Thursday, 9 October 2008

They say they come in 3's

Over the last week I have attended three horrendous RTCs. The first two happened at the exact same spot but on different days. Both cars were a complete write off with the engines ripped from the cars landing about 50 yards away on each occasion. How on earth anyone got out of the alive is nothing short of a miracle. Neither patients were trapped and both were out of their respective cars on our arrival. The first guy had some chest pain but was said to be fine at hospital. He had been working 7 days a week for the last few weeks and was clearly worn out, he went on to tell us that he feared being fired if he didn't put in the hours! In the UK we have laws that prevent people having to work excessive hours, his boss obviously wasn't up to speed with them. We thought he might have fallen asleep at the wheel.

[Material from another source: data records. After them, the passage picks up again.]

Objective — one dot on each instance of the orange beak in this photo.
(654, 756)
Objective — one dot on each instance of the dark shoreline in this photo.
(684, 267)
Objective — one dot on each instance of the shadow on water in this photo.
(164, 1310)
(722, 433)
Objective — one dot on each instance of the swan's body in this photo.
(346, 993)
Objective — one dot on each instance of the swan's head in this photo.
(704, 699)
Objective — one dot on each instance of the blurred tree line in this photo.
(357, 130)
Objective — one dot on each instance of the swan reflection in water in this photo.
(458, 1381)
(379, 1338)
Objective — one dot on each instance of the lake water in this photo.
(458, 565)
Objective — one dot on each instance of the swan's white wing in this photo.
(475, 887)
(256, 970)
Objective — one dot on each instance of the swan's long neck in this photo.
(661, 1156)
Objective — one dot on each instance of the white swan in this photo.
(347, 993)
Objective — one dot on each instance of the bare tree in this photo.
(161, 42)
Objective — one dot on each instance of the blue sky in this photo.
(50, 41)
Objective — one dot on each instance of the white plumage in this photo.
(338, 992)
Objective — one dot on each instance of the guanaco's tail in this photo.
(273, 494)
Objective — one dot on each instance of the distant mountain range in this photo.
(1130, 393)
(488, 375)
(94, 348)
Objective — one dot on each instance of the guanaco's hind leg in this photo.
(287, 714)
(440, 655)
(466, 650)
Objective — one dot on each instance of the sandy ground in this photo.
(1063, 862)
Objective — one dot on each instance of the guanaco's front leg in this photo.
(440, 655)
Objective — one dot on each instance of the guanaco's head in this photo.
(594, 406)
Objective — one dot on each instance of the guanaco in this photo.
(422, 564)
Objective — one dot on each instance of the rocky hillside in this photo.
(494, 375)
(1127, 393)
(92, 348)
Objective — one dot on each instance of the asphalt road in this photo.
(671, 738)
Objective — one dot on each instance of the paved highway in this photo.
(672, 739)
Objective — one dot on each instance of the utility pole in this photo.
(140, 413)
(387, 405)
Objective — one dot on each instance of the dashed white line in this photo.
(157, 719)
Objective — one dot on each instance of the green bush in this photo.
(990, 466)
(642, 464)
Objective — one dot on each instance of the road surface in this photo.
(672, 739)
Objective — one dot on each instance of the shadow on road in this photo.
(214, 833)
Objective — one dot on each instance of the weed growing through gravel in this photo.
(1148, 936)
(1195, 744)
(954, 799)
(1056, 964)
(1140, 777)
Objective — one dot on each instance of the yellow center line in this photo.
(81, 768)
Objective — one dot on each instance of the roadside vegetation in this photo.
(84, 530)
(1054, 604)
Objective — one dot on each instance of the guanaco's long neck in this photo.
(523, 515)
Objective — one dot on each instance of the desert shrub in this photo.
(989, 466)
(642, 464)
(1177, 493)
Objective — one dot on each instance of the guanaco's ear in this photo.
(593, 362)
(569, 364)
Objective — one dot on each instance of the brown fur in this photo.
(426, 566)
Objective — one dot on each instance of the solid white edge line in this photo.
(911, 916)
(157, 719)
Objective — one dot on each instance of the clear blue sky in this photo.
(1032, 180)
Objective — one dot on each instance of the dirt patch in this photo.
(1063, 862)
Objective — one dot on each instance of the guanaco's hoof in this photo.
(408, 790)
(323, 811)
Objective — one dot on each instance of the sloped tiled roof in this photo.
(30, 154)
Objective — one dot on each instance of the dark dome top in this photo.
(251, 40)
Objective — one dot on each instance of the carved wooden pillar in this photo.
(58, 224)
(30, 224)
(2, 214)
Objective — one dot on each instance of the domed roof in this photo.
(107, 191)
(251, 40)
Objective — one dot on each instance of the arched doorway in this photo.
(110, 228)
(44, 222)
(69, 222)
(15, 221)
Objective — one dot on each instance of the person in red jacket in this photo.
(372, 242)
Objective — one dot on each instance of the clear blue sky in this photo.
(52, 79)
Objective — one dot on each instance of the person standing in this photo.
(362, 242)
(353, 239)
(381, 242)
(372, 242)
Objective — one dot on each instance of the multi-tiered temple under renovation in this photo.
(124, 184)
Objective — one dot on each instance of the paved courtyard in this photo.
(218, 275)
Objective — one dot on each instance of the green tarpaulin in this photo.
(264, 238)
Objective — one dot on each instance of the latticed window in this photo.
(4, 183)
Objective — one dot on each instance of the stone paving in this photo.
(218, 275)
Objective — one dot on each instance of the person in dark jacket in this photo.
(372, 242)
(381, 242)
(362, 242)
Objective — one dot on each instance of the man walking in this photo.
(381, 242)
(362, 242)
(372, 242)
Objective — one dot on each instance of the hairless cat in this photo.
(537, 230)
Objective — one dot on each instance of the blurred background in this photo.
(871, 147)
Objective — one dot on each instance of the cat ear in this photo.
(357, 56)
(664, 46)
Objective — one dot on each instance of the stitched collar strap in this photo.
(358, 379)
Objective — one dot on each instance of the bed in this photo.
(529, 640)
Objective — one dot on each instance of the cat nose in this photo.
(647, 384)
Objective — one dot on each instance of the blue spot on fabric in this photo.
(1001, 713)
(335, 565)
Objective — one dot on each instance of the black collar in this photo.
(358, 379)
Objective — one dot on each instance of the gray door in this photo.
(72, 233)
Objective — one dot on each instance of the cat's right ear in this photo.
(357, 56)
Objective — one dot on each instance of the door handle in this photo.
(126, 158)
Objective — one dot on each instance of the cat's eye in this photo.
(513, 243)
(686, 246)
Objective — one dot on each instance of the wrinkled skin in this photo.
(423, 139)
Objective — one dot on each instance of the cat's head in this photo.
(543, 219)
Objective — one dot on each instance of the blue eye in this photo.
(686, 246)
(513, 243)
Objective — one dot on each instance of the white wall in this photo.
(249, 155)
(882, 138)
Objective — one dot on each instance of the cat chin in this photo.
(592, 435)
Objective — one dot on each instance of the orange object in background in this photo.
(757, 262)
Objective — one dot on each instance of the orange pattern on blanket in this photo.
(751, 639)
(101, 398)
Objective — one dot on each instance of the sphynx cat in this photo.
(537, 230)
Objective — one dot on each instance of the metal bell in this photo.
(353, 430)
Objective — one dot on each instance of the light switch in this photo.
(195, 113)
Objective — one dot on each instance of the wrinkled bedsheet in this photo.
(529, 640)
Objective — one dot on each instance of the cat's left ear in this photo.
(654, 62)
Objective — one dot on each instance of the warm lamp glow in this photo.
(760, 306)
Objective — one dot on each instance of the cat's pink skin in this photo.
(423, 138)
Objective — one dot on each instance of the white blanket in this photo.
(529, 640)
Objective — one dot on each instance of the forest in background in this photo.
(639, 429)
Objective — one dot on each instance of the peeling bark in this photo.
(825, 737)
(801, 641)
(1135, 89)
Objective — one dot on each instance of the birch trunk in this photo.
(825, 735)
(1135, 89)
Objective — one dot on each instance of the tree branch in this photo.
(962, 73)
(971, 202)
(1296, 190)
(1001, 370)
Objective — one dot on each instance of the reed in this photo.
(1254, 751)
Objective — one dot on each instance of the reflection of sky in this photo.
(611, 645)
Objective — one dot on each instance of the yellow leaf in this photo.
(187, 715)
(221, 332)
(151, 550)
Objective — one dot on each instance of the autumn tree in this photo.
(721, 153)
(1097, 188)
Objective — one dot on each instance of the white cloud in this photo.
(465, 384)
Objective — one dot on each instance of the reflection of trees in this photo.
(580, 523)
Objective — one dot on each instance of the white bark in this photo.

The next lad, who had only passed his test six weeks ago, was only a teenager and after being questioned by the police officer on scene it was discovered he had been drinking needless to say he failed his road side breath test. Why do they do it? This car was actually slightly worse than the first and it was only due to the car being modern and with lots of airbags etc that he survived. I don't think he'll be driving again for quite a while
The third accident was to a car that had gone side on into a wall, the patient was also a teenager. This was a lot more serious. Fire & Rescue were on scene along with police and another Paramedic crew. No time for the roof to come off, this was a rapid ex job. Rapid ex is a way of extricating someone from a vehicle who has life threatening injuries but using very basic c-spine care. He was on O2, had an oral airway in situ and a c-collar on. With the help of the firefighters we got him out onto a long board and then started assisting his breathing with a BVM while quickly wheeling him to the truck. On board he was hooked up to the monitors, while the other Paramedic was ventilating him, I got a 16g IV in his right arm and started fluids. We had a Basics Dr attending as well who is an anesthetist at the local hospital and as he arrived I put in a 14g IV into the patients chest to decompress it. After explaining what we had he said 'Right, let's RSI him and then I'll do bilateral thoracostomies.' 'OK Doc.' we said and that's what happened. We weren't on scene long and raced this young lad to hospital. Sadly he lost his battle to survive a few hours later in the operating theatre.
Some times people who are badly injured are so far down the dying line that no matter what you do it's just not enough.